Ever since I began playing sports, they have been nothing more than a formality and a good time. In high school, practices and games six days a week, it became a lifestyle. On top of homework, and other obligations it can even become a nuisance. In my final year of high school sports, and soccer especially, as a captain and senior I'm out to make it my most successful. At times, losses and the teenage habits will affect not only an individual's play, but that of the entire team. The game, which you love and cherish, can become a frustration. This past week I finally got it, I haven't been looking at the bigger picture.
Last week at practice, our moral for some reason just plain sucked. The reason was unknown, our record's great, we were winning games, we just didn't feel like being there. As practice was ending, Dad referenced to a boy in his school who suffers from a serious disease, one which does not allow him to play sports and requires him to have a breathing apparatus at all times. He said to us: "At least, you have the chance to be out here day after day playing ball." I had gotten it, directly towering over the stadium where we practice, sits Salem Hospital. To some it's a hospital, and to hundreds of children it's home. It had never truly crossed my mind as it had just then. Thousands, and quite possibly millions of children across the country and the world will never be able to kick a soccer ball, shoot a basketball, or ever walk.

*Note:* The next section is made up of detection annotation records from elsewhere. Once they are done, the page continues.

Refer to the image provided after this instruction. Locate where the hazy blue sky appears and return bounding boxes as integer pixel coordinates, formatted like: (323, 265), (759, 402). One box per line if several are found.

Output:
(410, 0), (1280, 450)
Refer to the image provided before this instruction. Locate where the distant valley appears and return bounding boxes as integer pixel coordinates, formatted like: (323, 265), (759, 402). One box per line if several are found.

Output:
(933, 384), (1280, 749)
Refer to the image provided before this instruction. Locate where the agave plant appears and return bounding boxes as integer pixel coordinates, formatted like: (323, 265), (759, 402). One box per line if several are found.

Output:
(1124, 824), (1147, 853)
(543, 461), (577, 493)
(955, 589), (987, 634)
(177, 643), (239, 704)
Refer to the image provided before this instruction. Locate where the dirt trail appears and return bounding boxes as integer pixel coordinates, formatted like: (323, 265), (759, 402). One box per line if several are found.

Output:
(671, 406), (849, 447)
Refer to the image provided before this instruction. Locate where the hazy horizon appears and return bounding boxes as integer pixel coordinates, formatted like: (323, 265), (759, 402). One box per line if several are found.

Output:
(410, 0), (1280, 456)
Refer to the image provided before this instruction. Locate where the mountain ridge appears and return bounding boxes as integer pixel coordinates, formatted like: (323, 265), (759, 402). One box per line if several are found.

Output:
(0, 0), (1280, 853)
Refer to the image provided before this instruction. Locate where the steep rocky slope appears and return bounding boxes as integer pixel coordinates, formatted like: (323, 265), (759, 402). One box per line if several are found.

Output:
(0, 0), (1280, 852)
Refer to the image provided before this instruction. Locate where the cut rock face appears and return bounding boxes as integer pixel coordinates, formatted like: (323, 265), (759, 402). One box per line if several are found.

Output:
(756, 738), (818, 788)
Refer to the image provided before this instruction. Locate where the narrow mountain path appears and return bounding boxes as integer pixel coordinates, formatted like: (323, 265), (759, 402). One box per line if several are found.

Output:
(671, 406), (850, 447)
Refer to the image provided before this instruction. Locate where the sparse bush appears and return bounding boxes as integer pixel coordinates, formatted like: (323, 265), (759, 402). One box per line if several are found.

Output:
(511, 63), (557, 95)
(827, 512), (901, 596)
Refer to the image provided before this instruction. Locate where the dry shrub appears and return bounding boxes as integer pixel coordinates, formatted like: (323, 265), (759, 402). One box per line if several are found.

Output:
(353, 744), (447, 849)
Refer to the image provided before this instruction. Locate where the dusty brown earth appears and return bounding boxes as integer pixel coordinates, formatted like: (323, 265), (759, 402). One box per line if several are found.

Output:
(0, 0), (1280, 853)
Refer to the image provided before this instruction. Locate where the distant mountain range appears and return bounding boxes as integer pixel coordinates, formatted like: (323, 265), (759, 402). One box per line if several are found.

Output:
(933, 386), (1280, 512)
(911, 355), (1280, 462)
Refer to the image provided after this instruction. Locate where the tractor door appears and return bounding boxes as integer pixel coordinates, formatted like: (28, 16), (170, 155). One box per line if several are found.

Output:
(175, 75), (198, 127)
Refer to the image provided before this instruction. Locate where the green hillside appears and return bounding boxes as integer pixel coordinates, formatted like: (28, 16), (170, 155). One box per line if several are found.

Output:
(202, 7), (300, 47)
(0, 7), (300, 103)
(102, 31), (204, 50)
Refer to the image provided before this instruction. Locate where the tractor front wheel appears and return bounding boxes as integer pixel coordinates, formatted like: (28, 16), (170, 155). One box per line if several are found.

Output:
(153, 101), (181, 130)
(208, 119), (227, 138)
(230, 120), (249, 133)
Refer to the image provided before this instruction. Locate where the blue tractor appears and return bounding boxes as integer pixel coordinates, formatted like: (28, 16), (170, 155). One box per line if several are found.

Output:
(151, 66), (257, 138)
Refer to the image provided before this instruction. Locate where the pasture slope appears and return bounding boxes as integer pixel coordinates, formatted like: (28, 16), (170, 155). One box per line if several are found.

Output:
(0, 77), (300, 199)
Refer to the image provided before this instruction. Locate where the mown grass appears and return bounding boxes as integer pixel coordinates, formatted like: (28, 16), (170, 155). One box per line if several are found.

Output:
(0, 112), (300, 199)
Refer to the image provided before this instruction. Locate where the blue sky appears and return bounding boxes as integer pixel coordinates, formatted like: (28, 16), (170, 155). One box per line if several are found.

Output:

Here I was day after day getting to play the game I love, where some fifty yards away were children probably just like me, of all ages, begging for the chance to someday have the opportunity that I have been given my whole life. I've never truly felt a stronger sense of gratitude and appreciation for anything sports related, as I felt at that moment. It truly did blow my mind. On July 4th, 1939, Lou Gehrig stood in front of a standing crowd and delivered his retirement speech. As he fought back tears he said: "Today, I consider myself the luckiest man on the face of the earth... and even though I've been given a bad break, I have got an awful lot to live for." With just a few minutes remaining last night in my game and with the game already won by a healthy margin, to be able to stand on my goal line every day in stead of in a hospital room I though to myself: "I truly am the luckiest man on the face of the earth."